Israel braces for Iran bomb despite vow to prevent
JERUSALEM (Reuters) - Israel is quietly preparing for the possibility of a nuclear-armed Iran despite public pledges to deny its arch-foe the means to pose an "existential threat", Israeli political and defence sources said on Thursday.
They said Prime Minister Ehud Olmert has instructed cabinet officials to draft proposals on how Israel, whose security strategy is widely assumed to hinge on having the Middle East's only atomic arsenal, might deal with losing this monopoly.
Israel predicts that Iran's nuclear programme could produce warheads by 2009. Western intelligence services say it may take several more years.
Tehran denies seeking the bomb but its open hostility to the Jewish state and speculation about Israeli or U.S. pre-emptive strikes on its nuclear sites have stirred fears of regional war.
Olmert has endorsed U.S.-led efforts to curb Iran's atomic ambitions through sanctions. He has also hinted that Israel, which bombed Iraq's nuclear reactor in 1981 and is believed to have carried out a similar raid against Syria in September, could hit Iran too if it deems diplomatic pressure a dead end.

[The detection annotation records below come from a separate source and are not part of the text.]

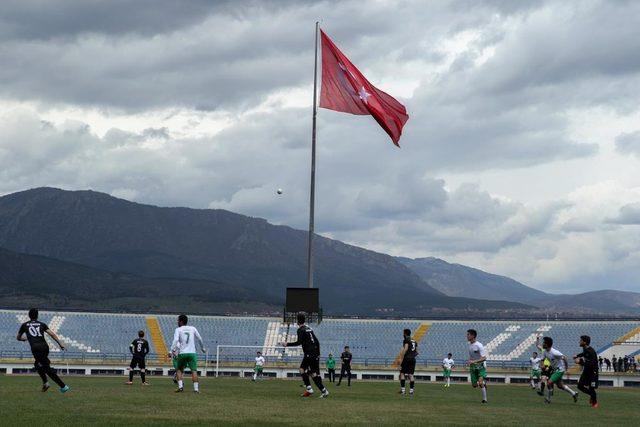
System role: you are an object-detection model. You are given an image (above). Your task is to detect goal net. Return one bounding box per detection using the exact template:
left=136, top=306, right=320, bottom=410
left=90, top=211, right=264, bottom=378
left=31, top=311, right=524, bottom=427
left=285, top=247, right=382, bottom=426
left=215, top=344, right=302, bottom=377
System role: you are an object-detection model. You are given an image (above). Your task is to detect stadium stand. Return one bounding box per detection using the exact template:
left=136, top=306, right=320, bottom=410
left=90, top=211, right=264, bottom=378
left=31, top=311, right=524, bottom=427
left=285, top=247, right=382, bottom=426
left=0, top=310, right=640, bottom=372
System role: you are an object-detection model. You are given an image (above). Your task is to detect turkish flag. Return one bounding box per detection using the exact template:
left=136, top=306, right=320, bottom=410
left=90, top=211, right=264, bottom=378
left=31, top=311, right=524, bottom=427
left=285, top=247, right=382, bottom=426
left=320, top=30, right=409, bottom=147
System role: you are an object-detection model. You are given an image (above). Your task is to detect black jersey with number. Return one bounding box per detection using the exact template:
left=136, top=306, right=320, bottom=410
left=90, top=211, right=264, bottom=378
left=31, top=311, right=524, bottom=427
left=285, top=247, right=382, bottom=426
left=340, top=351, right=353, bottom=366
left=402, top=337, right=418, bottom=360
left=576, top=346, right=598, bottom=372
left=18, top=320, right=49, bottom=348
left=288, top=325, right=320, bottom=357
left=129, top=338, right=149, bottom=357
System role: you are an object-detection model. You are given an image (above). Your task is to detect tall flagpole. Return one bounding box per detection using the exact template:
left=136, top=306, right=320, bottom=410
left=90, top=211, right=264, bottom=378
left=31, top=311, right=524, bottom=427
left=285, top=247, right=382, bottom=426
left=307, top=21, right=319, bottom=288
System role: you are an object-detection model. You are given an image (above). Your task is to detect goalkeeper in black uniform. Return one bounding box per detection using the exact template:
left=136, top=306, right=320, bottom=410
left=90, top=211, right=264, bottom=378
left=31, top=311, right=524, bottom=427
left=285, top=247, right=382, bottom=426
left=336, top=345, right=353, bottom=387
left=282, top=314, right=329, bottom=397
left=400, top=329, right=418, bottom=396
left=127, top=331, right=149, bottom=385
left=573, top=335, right=599, bottom=408
left=16, top=308, right=69, bottom=393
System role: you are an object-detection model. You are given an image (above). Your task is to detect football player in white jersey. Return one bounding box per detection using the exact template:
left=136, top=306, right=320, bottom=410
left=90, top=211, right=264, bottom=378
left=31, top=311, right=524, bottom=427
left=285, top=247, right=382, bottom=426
left=529, top=351, right=542, bottom=390
left=442, top=353, right=455, bottom=387
left=536, top=337, right=578, bottom=403
left=252, top=351, right=265, bottom=381
left=171, top=314, right=205, bottom=393
left=467, top=329, right=487, bottom=403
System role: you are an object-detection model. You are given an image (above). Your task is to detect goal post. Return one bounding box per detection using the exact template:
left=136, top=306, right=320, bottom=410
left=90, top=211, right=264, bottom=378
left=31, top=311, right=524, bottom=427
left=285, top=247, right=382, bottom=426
left=215, top=344, right=290, bottom=378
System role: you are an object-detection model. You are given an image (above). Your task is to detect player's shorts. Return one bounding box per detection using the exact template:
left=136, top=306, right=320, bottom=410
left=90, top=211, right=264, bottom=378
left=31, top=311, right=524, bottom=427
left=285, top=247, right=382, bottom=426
left=129, top=356, right=147, bottom=370
left=31, top=345, right=51, bottom=369
left=549, top=371, right=564, bottom=384
left=176, top=353, right=198, bottom=372
left=400, top=359, right=416, bottom=375
left=578, top=371, right=599, bottom=388
left=469, top=364, right=487, bottom=387
left=300, top=354, right=320, bottom=375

But two senior Israeli sources with knowledge of the Olmert government's defence planning said a memorandum was being prepared for "the day after", in case Iran attains nuclear weapons.
"There are long-term ramifications to be addressed, like how to maintain our deterrent and military response capabilities, or how to off-set the attrition on Israeli society that would be generated by fear of Iranian nukes," one source said.
An Israeli government spokesman declined comment.
Ami Ayalon, a minister in Olmert's security cabinet, refused to discuss classified policy-making in an interview with Reuters but said Israel should pursue a three-pronged strategy on Iran.
"First, we must make clear that this is a threat not just to Israel, but to the wider world. Second, we must exhaustively consider all preventive options. And third, we must anticipate the possibility of those options not working," Ayalon said.
"MUSLIM BOMB"
Iranian President Mahmoud Ahmadinejad has called for Israel to be "wiped off the map" but many analysts do not anticipate him seeking open military confrontation. They say that if Tehran does want a bomb, it is primarily for power-projection in the face of the U.S. "regime-change" campaigns in the region.
Even in Israel, some experts argue that a nuclear-armed Iran would likely be felt indirectly -- in emboldened support for armed groups like Lebanese Hezbollah or Palestinian Hamas, or occasional sabre-rattling aimed at denting the Jewish state's economy by scaring away investors and immigrants.
Israel's air force is training for long-range strikes, but Iran's nuclear sites may be too distant, numerous and fortified for it to tackle alone. After Hezbollah rocket salvoes during last year's Lebanon war, Israel is also in no rush to trigger Iranian retaliatory missile attacks on its home front.
And while there is speculation Israel's U.S. ally could take the lead in any future military action against Iran, the Bush administration may be overly mired in Iraq to trigger a new war.
Israeli Defence Minister Ehud Barak, during a meeting with his U.S. counterpart Robert Gates last month, voiced a circumspect view on Iran's atomic ambitions.
"There is already a Muslim bomb," an Israeli source familiar with the talks quoted Barak as saying. By referring to Pakistan, he was apparently playing down the potential destabilising impact if Iran one day joins the nuclear club.
Barak has championed Israel's development of a ballistic defence system to fend off any future Iran nuclear strike.
Israel is also building up a fleet of German-made submarines which are believed to carry nuclear missiles, a message that any catastrophic Iranian attack would be repaid in kind.